Untuk Diriku Selepas Ramadan
Oleh: Avicenna M. Andiya, Alumni BAKTI NUSA 10
Kita telah berpisah dengan bulan suci Ramadan 1443 H. Lantas ingatkah kita apa saja yang telah kita lakukan selama sebulan?
Ingatkah kita, saat sedang berjibaku dengan berbagai kerjaan, tiba-tiba ada teman yang menghampiri kita. Awalnya, kita hanya membahas betapa susahnya pekerjaan yang sedang kita hadapi. Kita membutuhkan bantuan untuk menyelesaikan pekerjaan tersebut. Namun tanpa kita sadari, terselip omongan tentang atasan hingga rekan kerja lainnya. Seolah, gibah menjadi energi untuk menyelesaikan pekerjaan yang sulit.
Ingatkah kita, ketika sedang dalam mengurus pekerjaan atau dalam perjalanan, berkumandang azan. Awalnya, kita sempat tergerak ingin segera ke rumah Allah. Akan tetapi, dengan mudahnya kita memutuskan untuk menunda salat tepat waktu dengan dorongan satu kata ajaib. ‘Nanggung’, kata ajaib yang menjadi pembenaran kita, Nanggung, sebentar lagi selesai, Nanggung sebentar lagi sampai rumah. Alhasil, ketika tetap bersikukuh melanjutkan kegiatan, ternyata kita terbuaikan dengan kegiatan itu. Hingga waktu sebentar itu berubah menjadi satu jam atau bahkan dua jam.
Ingatkah kita, ketika ingin beristirahat di akhir pekan, sekadar merebahkan badan melepas penat dan kantuk. Istirahat dulu, setelah itu semangat kejar target tilawah. Awalnya, hanya tertidur satu hingga dua jam. Namun karena kalah oleh gravitasi kasur, seketika kita memilih tidur kembali. Hingga melalaikan tugas di rumah atau pekerjaan yang masih belum selesai (yang diniatkan dikerjakan di akhir pekan). Jangankan tilawah, bahkan shalat lima waktu pun terlalaikan.
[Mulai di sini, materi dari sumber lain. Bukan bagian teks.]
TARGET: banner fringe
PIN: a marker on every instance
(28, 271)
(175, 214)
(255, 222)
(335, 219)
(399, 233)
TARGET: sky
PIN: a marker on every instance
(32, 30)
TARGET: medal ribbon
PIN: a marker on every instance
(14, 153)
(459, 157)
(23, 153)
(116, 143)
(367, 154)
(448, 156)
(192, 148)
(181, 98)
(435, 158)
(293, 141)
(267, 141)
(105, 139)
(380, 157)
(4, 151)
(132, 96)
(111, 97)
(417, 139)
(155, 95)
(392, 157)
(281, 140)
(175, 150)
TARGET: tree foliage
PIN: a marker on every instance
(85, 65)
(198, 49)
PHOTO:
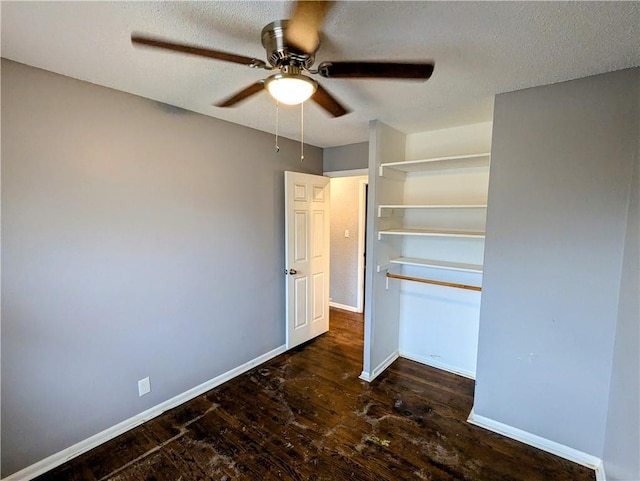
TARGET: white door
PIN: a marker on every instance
(306, 256)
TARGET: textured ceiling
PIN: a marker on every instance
(479, 48)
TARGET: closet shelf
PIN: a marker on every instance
(432, 233)
(474, 160)
(430, 206)
(451, 266)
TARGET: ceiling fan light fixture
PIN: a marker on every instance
(291, 89)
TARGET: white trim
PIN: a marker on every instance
(438, 365)
(362, 209)
(94, 441)
(366, 376)
(346, 173)
(344, 307)
(600, 474)
(539, 442)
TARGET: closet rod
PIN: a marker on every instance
(431, 281)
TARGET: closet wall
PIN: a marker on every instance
(428, 214)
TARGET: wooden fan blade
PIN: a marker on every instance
(243, 94)
(304, 25)
(195, 50)
(390, 70)
(325, 100)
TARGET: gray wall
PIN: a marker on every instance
(622, 442)
(131, 236)
(346, 157)
(562, 160)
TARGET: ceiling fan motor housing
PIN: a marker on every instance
(279, 52)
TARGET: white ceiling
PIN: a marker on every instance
(479, 48)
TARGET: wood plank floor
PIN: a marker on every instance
(305, 415)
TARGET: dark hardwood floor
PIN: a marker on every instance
(305, 415)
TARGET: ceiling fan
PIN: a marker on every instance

Ingatkah kita, ketika puasa mengajarkan untuk mengendalikan hawa nafsu kita. Namun, setelah azan Maghrib berkumandang, kita malah berubah drastis. Seketika pengendalian rasa lapar dan haus selama sehari hilang berubah menjadi ‘semangat buas’ untuk melahap habis segala makanan dan minuman yang tersedia di depan mata. Salat Maghrib ditunda karena belum puas dengan santapan yang ada, lalu saat salat Isya dan Tarawih sudah kekenyangan tetapi sulit (malas) bergerak seolah tak ada tenaga.
Ingatkah kita, sesungguhnya kematian itu pasti. Belum tentu kita akan bertemu Ramadan kembali di masa yang akan datang. Oleh sebab itu, ‘Untuk Diriku’, ingatlah cukuplah kematian menjadi nasihat. Maka segeralah berbenah dan bertaubat. Tidak perlu menunggu Ramadan untuk menjadi baik. Teruslah memperbaiki sejak kamu membaca tulisan ini. Ketika Allah mengizinkanmu ‘melewati sebelas bulan yang akan datang’, bertemu dengan bulan Ramadan kembali, maka ingatlah pesan hari ini diriku. Jangan sampai engkau mengulang kelalaian yang sama dari tahun sebelumnya. Muliakanlah Ramadan dengan memaksimalkan amal kebaikan sehingga kita dapat menjadi golongan orang-orang yang bertakwa.